First off, allow me to apologize for what seems to be the abandonment of my blog! I've been seriously slacking with my posting this summer. I vow to change this. Secondly, my apologizes for this photo heavy post. Hopefully it will be worth it.
The following set of jewelry was created for a June wedding that took place on a farm in rural Pennsylvania. The bride desired a romantic, vintage aesthetic but for the most part gave me full artistic reign (thanks Katie!). The color palette of sapphire and lime green was chosen by the bride to reflect her bridal party colors. I chose to work in brass to quietly emphasize the vintage aesthetic and designed the necklaces as multi-strand pieces to stand out against her bridesmaids' simple, sleeveless sapphire blue dresses.
After viewing a photo of the bride's gown, I looked to the work of Miriam Haskell and the Art Deco movement of the 1920's and 30's for inspiration. The original designs utilized vintage brass stampings and filigree in floral and bird motifs. Unfortunately, the pieces just weren't suited for the necklace designs so I had to abandon the idea and work with something else. I was fortunate to find the most amazing hammered brass rounds to replace the brass stampings. I don't think the design suffered in anyway with the change and, perhaps, echoes the Art Deco period more so than the original designs.
The faceted cobalt blue beads are actually vintage Czech glass pieces from the early 1920's- a truly wonderful find!
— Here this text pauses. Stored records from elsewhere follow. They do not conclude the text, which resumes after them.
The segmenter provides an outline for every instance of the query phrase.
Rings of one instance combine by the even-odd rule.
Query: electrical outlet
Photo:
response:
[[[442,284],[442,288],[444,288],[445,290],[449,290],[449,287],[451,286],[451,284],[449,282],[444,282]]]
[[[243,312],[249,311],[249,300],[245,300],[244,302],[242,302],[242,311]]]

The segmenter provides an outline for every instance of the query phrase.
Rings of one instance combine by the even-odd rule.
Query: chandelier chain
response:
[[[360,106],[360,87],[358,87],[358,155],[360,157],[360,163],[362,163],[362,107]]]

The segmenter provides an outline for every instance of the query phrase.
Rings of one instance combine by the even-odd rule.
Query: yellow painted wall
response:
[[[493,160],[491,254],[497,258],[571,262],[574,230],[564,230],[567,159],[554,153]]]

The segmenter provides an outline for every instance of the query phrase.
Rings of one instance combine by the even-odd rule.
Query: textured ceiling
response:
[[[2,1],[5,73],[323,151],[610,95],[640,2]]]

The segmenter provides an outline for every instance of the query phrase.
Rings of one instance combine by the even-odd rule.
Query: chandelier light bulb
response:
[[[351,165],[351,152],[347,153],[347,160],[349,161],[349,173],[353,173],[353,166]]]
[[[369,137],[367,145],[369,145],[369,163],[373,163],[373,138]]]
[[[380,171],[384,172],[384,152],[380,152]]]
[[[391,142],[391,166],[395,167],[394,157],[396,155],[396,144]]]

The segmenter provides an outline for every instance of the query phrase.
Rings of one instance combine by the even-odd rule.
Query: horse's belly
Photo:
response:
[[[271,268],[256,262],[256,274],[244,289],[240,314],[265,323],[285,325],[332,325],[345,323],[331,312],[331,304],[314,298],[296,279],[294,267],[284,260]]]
They capture the sunlight in the loveliest of ways. They, along with olive jade rounds and faceted tribal brass beads, were carried through out each of the three designs. Vintage Czech glass micro-seed beads and brass flower stampings were featured in the other two designs.
Above is a photo of all of the completed necklaces. Below is an image of the matching earrings which were kept simple so as not to detract from the more decorative necklaces.